Di postingan ini, gue mau sedikit curhat tentang kisah cinta gue yg bisa dibilang "PAHIT"
4 Desember 2012, hari terburuk buat gue. The day when i gave up on love. The day when i chose to close the page. The day when i cried myself to sleep. The day when i let my oxygen gone. The day when i chose to let go. The worse day i ever had.
Kenapa gue sebut itu hari terburuk? Because that's the day i ended everything with him. I love him from the deepest of my heart. But why i let him go? Simply, because i love him.
4 desember tepatnya pukul 8 malam, I ended everything. I ended this relatioship that mainly hurt me. Gak mikir panjang lagi, gak mikir efek dari tindakan gue. Rasa nyesek yang teramat besar membuat gue dengan gampangnya minta putus, dan dengan gampangnya juga dia setuju dengan permintaan gue.
JLEB
Iya jleb banget. Gue pikir dia mau pertahanin hubungan ini, tapi apa? He simply let me go like what we had for 3 months are nothing. But, once again why? Why he easily let me go? Idk, only god and him know. Nyesek? Pasti. Nangis? Gak manusiawi kalo gak nangis. Hancur? Iya. Why, why, and why? I questioned myself to sleep. Why he agreed that easily? Am i no longer someone he loves? Idk, but i don't hope so. Well, i don't want to be naive. But saat itu gue berharap banget dia bakal nahan gue.

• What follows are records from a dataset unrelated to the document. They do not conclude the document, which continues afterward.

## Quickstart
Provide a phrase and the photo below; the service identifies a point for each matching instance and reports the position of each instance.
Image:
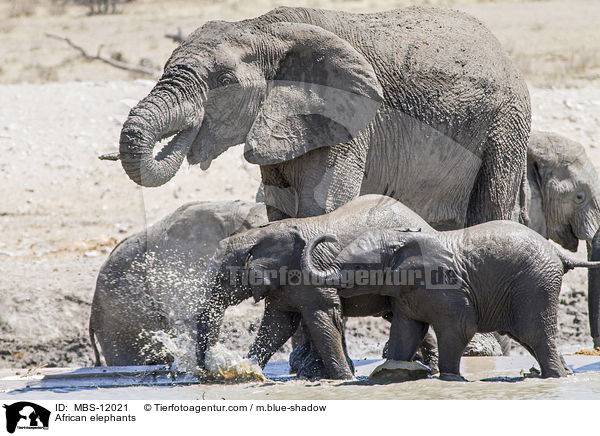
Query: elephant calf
(264, 263)
(151, 279)
(496, 276)
(563, 201)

Munafik lah kalo bilang gue gak ngarepin ditahan. Gue cewek kali. Pengen dikejar. Tapi ya begitulah. Dia bahkan gak nanya alasan gue minta putus, dan sekali lagi itu nyakitin gue. Nyakitin gue? Kenapa? Idk, yang jelas saat itu perasaan gue gak karuan lagi. HANCUR.
Dan 4 Desember 2012 adalah hari terakhir gue disebut pacar Fikry.